5: "If you could change the way people would behave and our entire political and economical system, how would the world look like?" I wouldn't elect for communism, but there would be a small-scale civilization that would not solely be motivated by money. The full quote about money is that "The love of money is the root of all evil," and in my view, love of money is found in both capitalism and communism, as both organize themselves around money. My civilization would be organized around local communities taking care of themselves; everyone would have a place, and be guaranteed a living, unless they were so grossly incompetent or depraved that in the best estimation of the elders the person in question had repeated proved themselves to be a genetic error, at which point they'd be sent to join the shock troops and gain glory by dying in battle. I think most people want to have a comfortable life, but if given the choice, will gain more wealth and possessions than they need; better to give them what they need. I think most people, if you batter down their illusions with sound argument, will discover that what they seek is not wealth or power but a sound living, a family, and the ability to fulfill their personal destiny, whether it's in the creation of something epic, great feats of war, or just being a good village blacksmith and a person esteemed by all who know him. This removes the insane "competition" for dollar bills and shiny cars that seems to fascinate people these days, and replaces it with natural living in which the real issues of life are given prominence. You notice most people these days are neurotic and, deep inside, quite unsettled? My system would remove that in all but the insane (and I'd put them to the sword for their own suffering and the good of society anyway).
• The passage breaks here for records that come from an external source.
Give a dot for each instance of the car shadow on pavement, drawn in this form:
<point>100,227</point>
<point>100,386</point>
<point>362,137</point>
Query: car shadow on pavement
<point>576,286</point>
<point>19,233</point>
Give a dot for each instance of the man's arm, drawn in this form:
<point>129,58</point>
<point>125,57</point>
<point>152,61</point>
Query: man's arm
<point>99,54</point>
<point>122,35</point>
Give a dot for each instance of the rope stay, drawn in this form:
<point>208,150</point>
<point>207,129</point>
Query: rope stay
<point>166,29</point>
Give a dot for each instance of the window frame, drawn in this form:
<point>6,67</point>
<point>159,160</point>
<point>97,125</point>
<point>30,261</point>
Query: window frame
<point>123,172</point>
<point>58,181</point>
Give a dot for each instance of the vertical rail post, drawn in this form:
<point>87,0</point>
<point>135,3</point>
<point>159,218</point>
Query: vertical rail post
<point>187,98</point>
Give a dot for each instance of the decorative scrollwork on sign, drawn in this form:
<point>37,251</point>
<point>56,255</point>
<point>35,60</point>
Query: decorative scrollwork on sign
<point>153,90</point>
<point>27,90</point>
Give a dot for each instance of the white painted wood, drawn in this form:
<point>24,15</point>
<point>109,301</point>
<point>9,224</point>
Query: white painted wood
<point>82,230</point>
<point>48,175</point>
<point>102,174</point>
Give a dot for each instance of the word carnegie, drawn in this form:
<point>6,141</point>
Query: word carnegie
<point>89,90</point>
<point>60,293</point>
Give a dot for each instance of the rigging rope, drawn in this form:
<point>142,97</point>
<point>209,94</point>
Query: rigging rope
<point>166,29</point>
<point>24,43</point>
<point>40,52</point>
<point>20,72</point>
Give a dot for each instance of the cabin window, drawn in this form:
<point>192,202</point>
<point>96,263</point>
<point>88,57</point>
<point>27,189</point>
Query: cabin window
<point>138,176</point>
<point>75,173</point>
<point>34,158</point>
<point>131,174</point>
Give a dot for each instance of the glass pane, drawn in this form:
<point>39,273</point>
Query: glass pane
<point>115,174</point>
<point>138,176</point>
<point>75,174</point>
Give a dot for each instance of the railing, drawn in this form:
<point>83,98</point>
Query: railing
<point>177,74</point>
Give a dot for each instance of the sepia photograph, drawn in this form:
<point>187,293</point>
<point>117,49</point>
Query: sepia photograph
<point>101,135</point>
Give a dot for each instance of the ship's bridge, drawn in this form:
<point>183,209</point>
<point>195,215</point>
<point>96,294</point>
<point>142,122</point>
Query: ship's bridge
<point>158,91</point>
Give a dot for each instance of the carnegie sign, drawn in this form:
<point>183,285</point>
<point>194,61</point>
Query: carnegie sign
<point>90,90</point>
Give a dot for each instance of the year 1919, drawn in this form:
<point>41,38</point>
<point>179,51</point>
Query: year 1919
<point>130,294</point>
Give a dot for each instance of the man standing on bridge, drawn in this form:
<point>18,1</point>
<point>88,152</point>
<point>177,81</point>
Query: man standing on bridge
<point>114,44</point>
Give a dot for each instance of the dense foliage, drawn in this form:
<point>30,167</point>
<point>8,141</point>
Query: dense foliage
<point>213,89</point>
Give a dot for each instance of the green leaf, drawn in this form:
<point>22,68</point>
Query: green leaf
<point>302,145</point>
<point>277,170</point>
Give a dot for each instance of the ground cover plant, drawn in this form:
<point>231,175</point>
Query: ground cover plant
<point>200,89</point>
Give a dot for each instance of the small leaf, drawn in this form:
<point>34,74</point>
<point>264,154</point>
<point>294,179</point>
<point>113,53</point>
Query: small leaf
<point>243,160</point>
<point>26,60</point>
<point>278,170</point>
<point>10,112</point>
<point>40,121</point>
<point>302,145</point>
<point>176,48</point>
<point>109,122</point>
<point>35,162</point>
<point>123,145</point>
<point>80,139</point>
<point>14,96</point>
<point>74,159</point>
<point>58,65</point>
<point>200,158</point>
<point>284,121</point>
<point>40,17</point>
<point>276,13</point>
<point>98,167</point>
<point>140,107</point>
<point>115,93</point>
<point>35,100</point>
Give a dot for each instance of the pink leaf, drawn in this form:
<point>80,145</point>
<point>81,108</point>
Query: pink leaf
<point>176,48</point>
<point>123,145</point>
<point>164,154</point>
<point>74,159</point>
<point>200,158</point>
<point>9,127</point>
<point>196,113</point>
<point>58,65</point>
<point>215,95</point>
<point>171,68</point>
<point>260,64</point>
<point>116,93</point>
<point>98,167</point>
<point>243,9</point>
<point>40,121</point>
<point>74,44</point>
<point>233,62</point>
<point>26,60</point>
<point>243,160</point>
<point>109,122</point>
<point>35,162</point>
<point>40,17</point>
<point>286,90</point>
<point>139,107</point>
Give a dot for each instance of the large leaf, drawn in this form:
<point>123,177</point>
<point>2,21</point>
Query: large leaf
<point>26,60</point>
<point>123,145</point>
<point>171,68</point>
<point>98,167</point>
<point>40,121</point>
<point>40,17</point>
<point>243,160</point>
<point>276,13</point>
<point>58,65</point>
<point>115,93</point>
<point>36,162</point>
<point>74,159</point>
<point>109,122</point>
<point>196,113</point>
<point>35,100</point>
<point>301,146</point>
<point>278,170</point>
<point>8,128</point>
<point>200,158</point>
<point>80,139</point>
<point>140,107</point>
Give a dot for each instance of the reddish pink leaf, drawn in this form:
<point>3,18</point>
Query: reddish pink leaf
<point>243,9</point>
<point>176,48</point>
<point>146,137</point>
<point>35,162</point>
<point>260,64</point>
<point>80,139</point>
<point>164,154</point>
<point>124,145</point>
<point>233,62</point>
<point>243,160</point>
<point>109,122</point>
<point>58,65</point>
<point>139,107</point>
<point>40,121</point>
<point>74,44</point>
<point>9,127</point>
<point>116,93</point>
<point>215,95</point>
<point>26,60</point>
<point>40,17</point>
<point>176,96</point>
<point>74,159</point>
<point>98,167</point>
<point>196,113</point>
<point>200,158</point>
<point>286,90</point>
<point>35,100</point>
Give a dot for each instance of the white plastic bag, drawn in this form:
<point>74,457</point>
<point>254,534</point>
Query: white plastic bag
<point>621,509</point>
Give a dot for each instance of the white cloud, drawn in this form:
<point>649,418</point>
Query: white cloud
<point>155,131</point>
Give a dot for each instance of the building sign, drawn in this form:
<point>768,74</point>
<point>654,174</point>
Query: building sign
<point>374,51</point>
Hopefully I've answered all your questions, which you did a great job of asking. Unfortunately, each one is an essay in itself, so I had to kind of give you the shorthand. However, that has been for me the best way to learn; when I think of the esteemed minds in my life, they've generally handed me pointers and let me discover things for myself, so that the victory and satisfaction is all mine; not to compare myself to those (!) but with luck I've done something of the same.

From: Dr_Rock <ubezleb_666-@xxx.xxx>
To: prozak-@xxx.xxx
Date: Sat, 18 Dec 2004 15:55:59 -0300 (ART)
Subject: A question of clearness

Basically I have the same points of view regarding "nihilism". But for MANY OTHER reasons, living here in Europe (a Continent that has become SO distant from your country in these last 4 years or so, and I'd invite you to travel from France to Scandinavia if you can...) we couldn't go further together at the same road.

Regarding instead other issues of your points of view, you probably take America as the centre of the World (politically I'd agree, but socially and historically I wouldn't).

Talking about "Race" it's hard to believe that a Society to remain efficient (as you told about Sweden), must to be as pure as possible. Not only America had have a huge wave of immigration but we here in Europe as well, specially now that immigration to America is so difficult due to the 9/11 event and foreigners are heading to France, Germany and Britain MORE THAN EVER. Like same gens that provide weak heritage, mixed gens provide a stronger one, the same can be used a whole society. We LOVED American culture until the 80s 'cause at that time so many innovations were brough up thank to that great melting pot it WAS. Now, sadly, the music changed.

It's clear that our big problem is the OVER POPULATION and that the Earth can't afford more than six billions human beings, but we're now living in a giant web (that involves ALL the Continents) that we can't do without it anymore.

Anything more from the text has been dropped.